Marty Mills is a weightlifting and conditioning teacher at Center Grove High School who works before, during, and after school to help people become stronger and healthier. He works with athletes and non-athletes alike. He is passionate about physical fitness and helping people become stronger and healthier.
Mills’ athletic background is in football and wrestling. He attended college on a wrestling scholarship, but when he was done, he missed competition so he began powerlifting. As he started teaching, he was competing in powerlifting where he set state records, won national championships, and made the world team.
Mills felt that there was more to being a great athlete than weightlifting or sport-specific activities. Mills said, “I researched what the best athletes were doing. Russians dominated sports, and it goes back to Russian training systems. In the late 1990’s and early 2000’s, the Russian kettlebell workout was making its way into training programs for weightlifters, U.S. Olympic athletes, and the military as more coaches from Russia and elsewhere were hired to train people here in the U.S.”

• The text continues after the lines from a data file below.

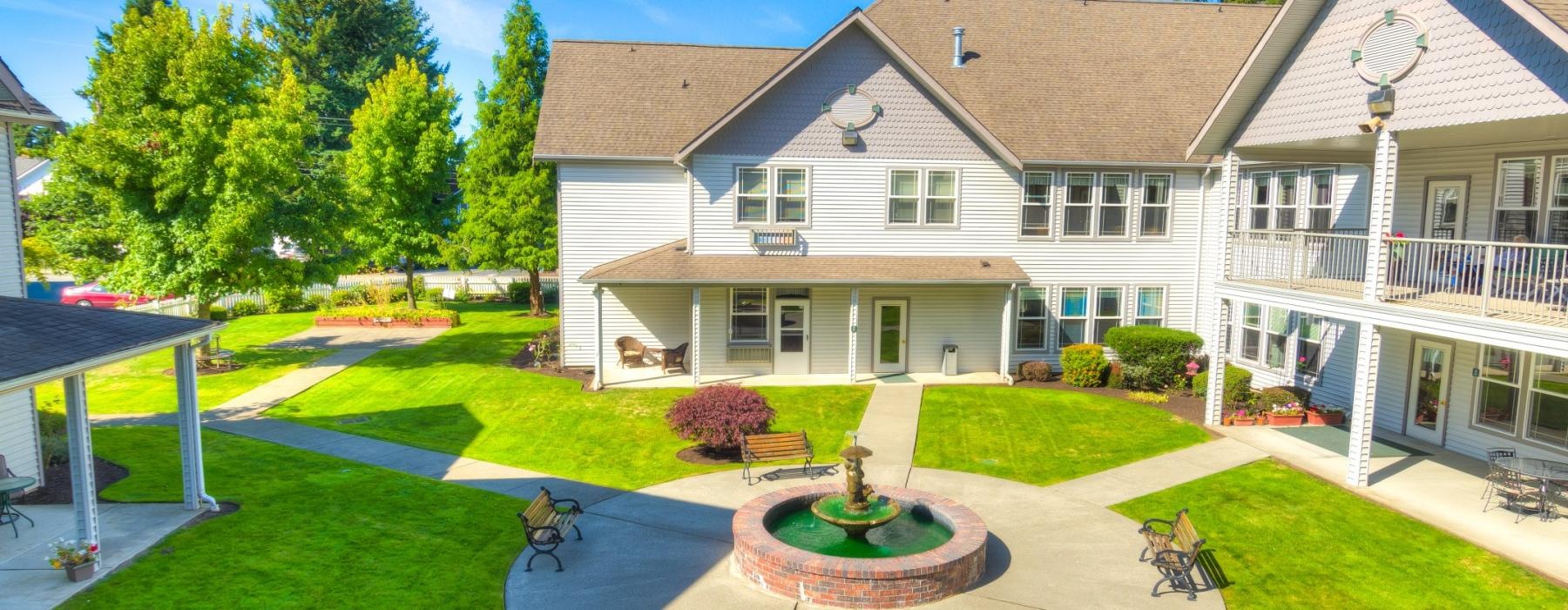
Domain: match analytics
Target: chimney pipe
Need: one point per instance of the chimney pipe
(958, 47)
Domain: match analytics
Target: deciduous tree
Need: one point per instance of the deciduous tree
(510, 200)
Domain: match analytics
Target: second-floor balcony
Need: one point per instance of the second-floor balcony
(1507, 281)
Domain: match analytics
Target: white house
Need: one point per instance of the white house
(1013, 178)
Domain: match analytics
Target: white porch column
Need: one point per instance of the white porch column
(1380, 214)
(78, 435)
(855, 328)
(598, 337)
(190, 429)
(1369, 343)
(1009, 298)
(697, 336)
(1214, 400)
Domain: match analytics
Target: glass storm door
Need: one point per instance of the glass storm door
(1429, 392)
(792, 337)
(891, 341)
(1444, 211)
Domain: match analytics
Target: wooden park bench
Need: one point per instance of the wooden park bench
(775, 447)
(544, 524)
(1173, 549)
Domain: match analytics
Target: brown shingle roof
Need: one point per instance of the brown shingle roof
(643, 99)
(1054, 78)
(673, 264)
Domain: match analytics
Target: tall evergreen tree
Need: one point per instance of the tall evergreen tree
(397, 166)
(510, 217)
(188, 168)
(337, 47)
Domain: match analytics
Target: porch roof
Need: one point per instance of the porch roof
(47, 341)
(673, 264)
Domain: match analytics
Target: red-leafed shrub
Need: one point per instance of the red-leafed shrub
(719, 416)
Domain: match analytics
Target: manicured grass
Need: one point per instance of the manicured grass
(311, 532)
(140, 386)
(458, 394)
(1286, 539)
(1042, 437)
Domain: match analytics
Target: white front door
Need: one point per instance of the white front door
(792, 336)
(1429, 392)
(891, 339)
(1444, 211)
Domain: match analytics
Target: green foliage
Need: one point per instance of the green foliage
(510, 217)
(190, 165)
(1084, 366)
(397, 166)
(337, 47)
(1238, 384)
(243, 308)
(1152, 355)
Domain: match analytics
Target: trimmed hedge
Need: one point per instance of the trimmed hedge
(1238, 384)
(1152, 356)
(1084, 366)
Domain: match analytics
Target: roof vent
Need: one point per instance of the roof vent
(958, 47)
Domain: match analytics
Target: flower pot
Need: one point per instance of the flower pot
(1286, 421)
(1325, 417)
(80, 573)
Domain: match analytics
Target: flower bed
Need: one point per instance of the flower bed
(388, 315)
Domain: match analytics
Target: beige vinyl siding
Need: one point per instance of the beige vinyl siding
(611, 211)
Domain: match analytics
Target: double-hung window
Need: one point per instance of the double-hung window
(923, 196)
(1285, 201)
(1035, 217)
(748, 315)
(1321, 201)
(1152, 306)
(1079, 206)
(1156, 211)
(1032, 317)
(772, 196)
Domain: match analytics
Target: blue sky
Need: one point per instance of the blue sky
(47, 41)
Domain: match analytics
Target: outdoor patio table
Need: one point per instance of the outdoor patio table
(8, 513)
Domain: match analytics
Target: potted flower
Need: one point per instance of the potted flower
(1286, 414)
(1324, 414)
(78, 559)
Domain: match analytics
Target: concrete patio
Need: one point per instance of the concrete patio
(125, 531)
(1442, 488)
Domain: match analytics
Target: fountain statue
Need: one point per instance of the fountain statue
(856, 510)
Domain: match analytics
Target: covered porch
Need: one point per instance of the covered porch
(62, 343)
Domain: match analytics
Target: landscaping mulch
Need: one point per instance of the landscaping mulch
(58, 482)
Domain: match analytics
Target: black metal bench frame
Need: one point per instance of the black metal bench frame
(544, 533)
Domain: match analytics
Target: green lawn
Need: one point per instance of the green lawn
(1042, 437)
(1286, 539)
(313, 532)
(141, 386)
(458, 394)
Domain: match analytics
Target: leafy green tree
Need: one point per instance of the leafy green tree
(337, 47)
(510, 200)
(190, 166)
(397, 170)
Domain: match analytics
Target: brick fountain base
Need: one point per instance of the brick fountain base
(891, 582)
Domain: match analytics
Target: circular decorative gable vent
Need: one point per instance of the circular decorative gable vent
(850, 107)
(1389, 47)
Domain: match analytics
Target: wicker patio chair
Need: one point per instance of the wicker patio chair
(631, 350)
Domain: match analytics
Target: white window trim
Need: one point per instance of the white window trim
(774, 198)
(923, 176)
(1168, 206)
(1051, 206)
(766, 314)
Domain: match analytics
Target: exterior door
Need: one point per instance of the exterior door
(792, 336)
(891, 342)
(1429, 392)
(1444, 211)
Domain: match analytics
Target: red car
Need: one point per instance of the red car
(94, 295)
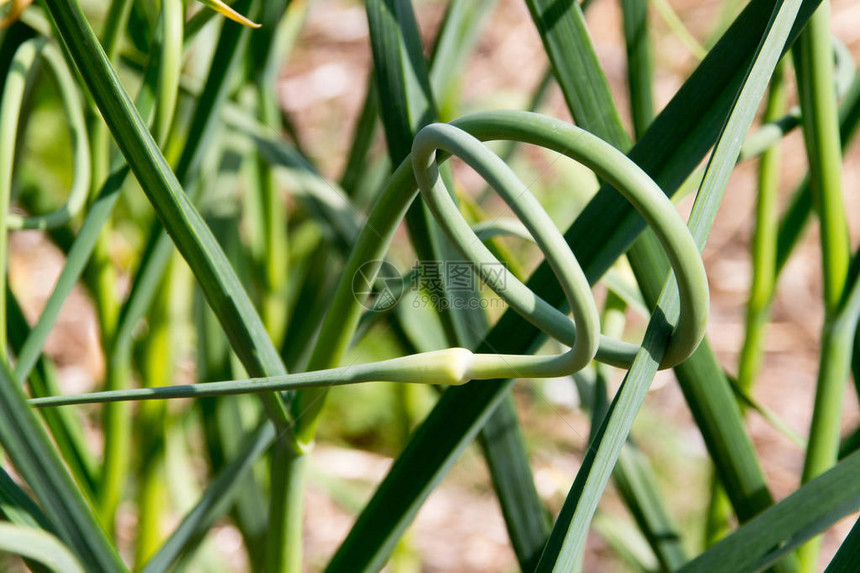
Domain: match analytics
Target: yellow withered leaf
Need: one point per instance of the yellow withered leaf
(224, 9)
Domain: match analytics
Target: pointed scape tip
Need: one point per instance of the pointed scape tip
(224, 9)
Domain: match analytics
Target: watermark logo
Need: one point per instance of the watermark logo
(381, 293)
(378, 286)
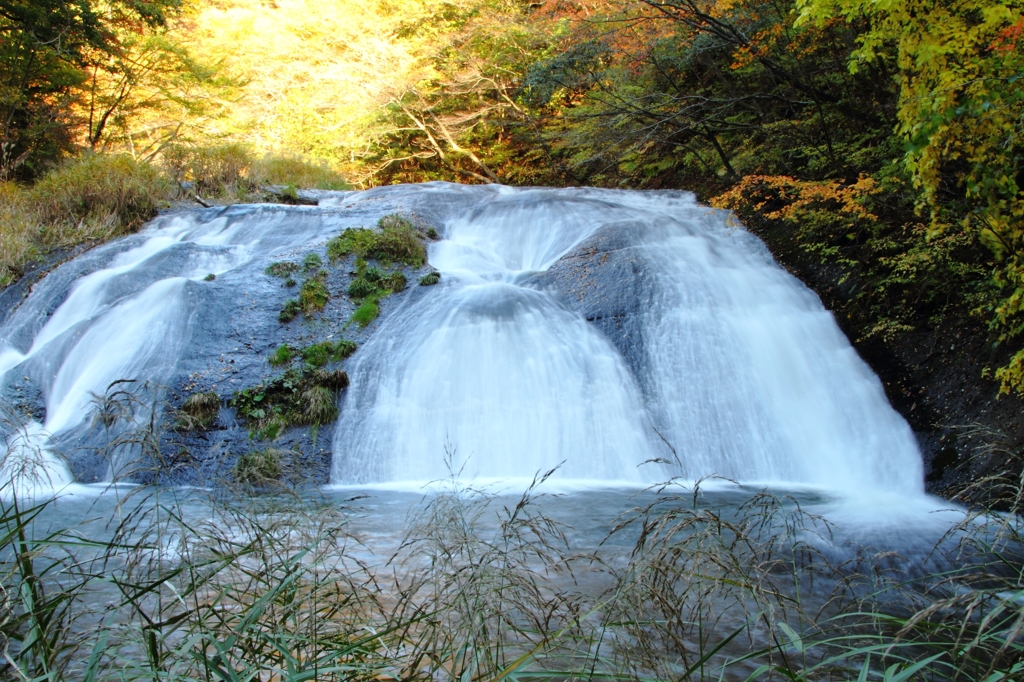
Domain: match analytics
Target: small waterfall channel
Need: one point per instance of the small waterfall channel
(624, 337)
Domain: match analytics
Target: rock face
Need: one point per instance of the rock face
(222, 344)
(605, 280)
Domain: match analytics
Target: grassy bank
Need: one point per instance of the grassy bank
(281, 587)
(96, 198)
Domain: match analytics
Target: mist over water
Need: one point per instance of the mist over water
(743, 373)
(738, 370)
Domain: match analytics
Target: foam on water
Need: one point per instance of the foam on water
(488, 374)
(745, 375)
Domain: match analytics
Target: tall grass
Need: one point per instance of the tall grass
(233, 172)
(95, 198)
(239, 586)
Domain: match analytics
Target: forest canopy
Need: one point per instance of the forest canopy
(883, 137)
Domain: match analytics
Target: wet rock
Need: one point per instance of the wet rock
(606, 280)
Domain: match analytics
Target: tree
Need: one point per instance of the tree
(46, 50)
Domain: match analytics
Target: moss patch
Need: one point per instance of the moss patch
(261, 466)
(320, 354)
(367, 312)
(396, 241)
(313, 294)
(199, 411)
(283, 355)
(282, 269)
(289, 400)
(290, 311)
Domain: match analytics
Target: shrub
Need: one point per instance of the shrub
(313, 294)
(199, 411)
(283, 355)
(289, 400)
(290, 311)
(20, 232)
(260, 466)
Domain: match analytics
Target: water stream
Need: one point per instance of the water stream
(734, 368)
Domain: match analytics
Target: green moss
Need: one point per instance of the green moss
(290, 311)
(257, 467)
(283, 355)
(321, 405)
(367, 312)
(396, 241)
(320, 354)
(282, 269)
(360, 288)
(311, 262)
(289, 400)
(199, 411)
(394, 282)
(313, 294)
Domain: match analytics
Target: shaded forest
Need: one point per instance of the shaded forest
(876, 147)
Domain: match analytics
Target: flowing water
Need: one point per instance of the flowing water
(735, 369)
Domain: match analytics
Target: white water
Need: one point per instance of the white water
(747, 375)
(743, 374)
(124, 311)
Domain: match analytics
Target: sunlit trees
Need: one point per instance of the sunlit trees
(47, 50)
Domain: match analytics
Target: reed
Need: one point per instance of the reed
(274, 585)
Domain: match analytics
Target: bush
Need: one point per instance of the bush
(311, 262)
(394, 282)
(289, 400)
(321, 405)
(220, 170)
(91, 198)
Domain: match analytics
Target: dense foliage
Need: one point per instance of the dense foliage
(880, 140)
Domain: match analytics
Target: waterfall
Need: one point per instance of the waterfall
(716, 361)
(741, 373)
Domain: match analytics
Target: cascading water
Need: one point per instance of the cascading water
(741, 372)
(725, 365)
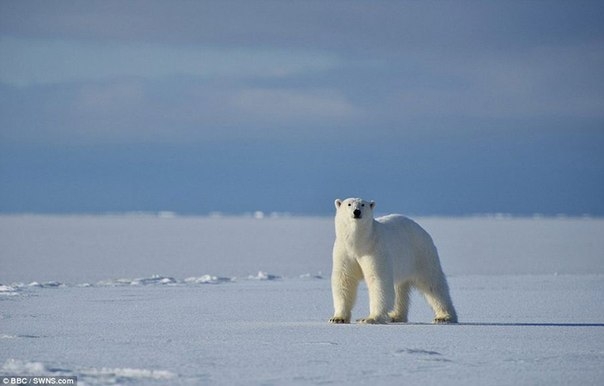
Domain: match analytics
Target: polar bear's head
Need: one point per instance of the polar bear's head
(355, 208)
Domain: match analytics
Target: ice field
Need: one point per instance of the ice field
(145, 299)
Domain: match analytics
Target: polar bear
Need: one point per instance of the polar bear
(392, 254)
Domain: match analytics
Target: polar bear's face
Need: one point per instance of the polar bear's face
(355, 208)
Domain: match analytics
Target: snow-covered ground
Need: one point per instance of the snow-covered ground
(200, 300)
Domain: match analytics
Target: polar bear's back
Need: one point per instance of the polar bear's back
(409, 245)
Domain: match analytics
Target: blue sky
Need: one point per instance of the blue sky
(234, 106)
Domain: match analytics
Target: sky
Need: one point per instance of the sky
(428, 108)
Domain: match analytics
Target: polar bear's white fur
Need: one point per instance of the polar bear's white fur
(393, 254)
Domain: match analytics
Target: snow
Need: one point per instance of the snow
(245, 300)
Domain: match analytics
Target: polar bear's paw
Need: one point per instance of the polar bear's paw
(445, 320)
(337, 320)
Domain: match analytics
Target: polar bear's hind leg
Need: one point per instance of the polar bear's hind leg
(440, 301)
(401, 302)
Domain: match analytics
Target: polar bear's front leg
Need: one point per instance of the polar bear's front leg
(344, 283)
(381, 288)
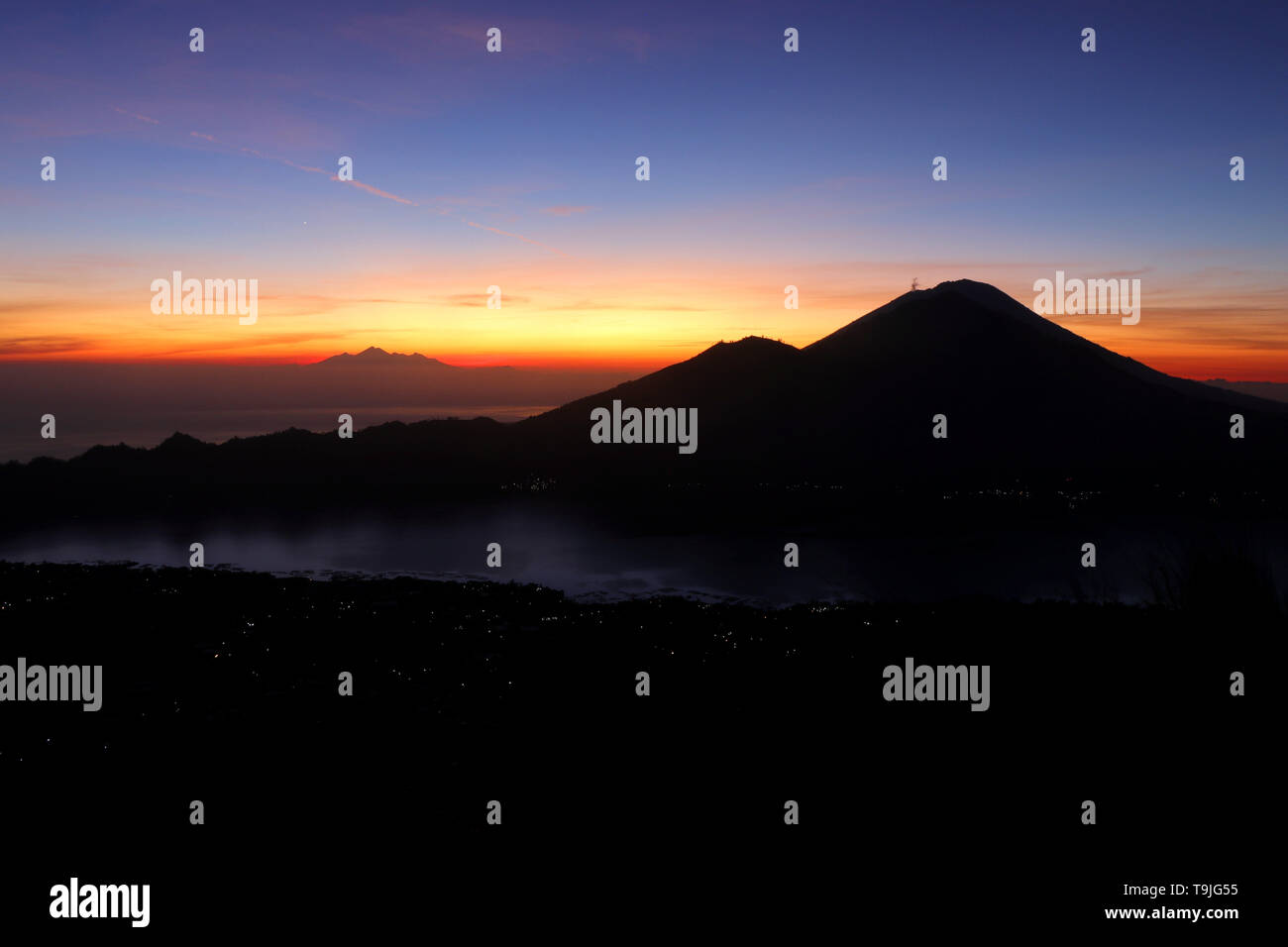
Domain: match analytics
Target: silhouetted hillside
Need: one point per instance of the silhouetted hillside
(1024, 399)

“Russian Kettlebell training is a philosophy of big whole body, total body athletic movements on your feet,” Mills said. He has taken this holistic approach and incorporated it into all workouts for the student athletes and the boot camp. With terms like snatch, clean and press, swing, it can be intimidating; and it is a hard workout.
Mills tested this workout himself before gradually adding it to the workout routines from 2004 to full integration in 2007. In his classes, Mills would state, “You can do this the rest of your life; it’s the best training system. There was a great run for about 2 years in a variety of sports at Center Grove with more championships being won than before,” stated Mills. In 2008-09, students would tell Mills he should offer this before school for the community. It took 1 ½ years for Mills to feel ready.
In the summer of 2010, Mills offered a 6 a.m. boot camp via three emails to the CG Staff, Power Club, and a person at Eli Lilly and Company. “If 20 people showed up, it would be worth doing. I had no idea that 40 people would show up for that first class,” Mills said. “Then it doubled until it sold out.”
He started hearing that some people would like to come earlier, but he wasn’t convinced more than five people would show up for a 5:15 a.m. class. He added Tyler Small, a former student and a certified Russian Kettlebell Instructor, to help when the additional class started. “I was surprised at the number of people at the 5:15 a.m. workout; there hardly was room to work out,” states Mills. After six months, both classes were sold out. Recently, four more participants have become certified Russian Kettlebell Instructors.
Mills has a lot of support from the administration, staff, students, and community members. Mills says, “What’s it like before school? It is a whole bunch of really good people that work hard, do their best, get better every day, care about each other; that’s just the culture in here. We have people coming from different backgrounds; they create that small community good feeling within the school. And I like that.”
Mills said, “I am proud that I have more people doing this than anybody. I got way more people doing this stuff than anybody, I have somehow created an environment where people want to come in and do a really hard training system, and I’ve convinced them that it’s fun. And they like it.”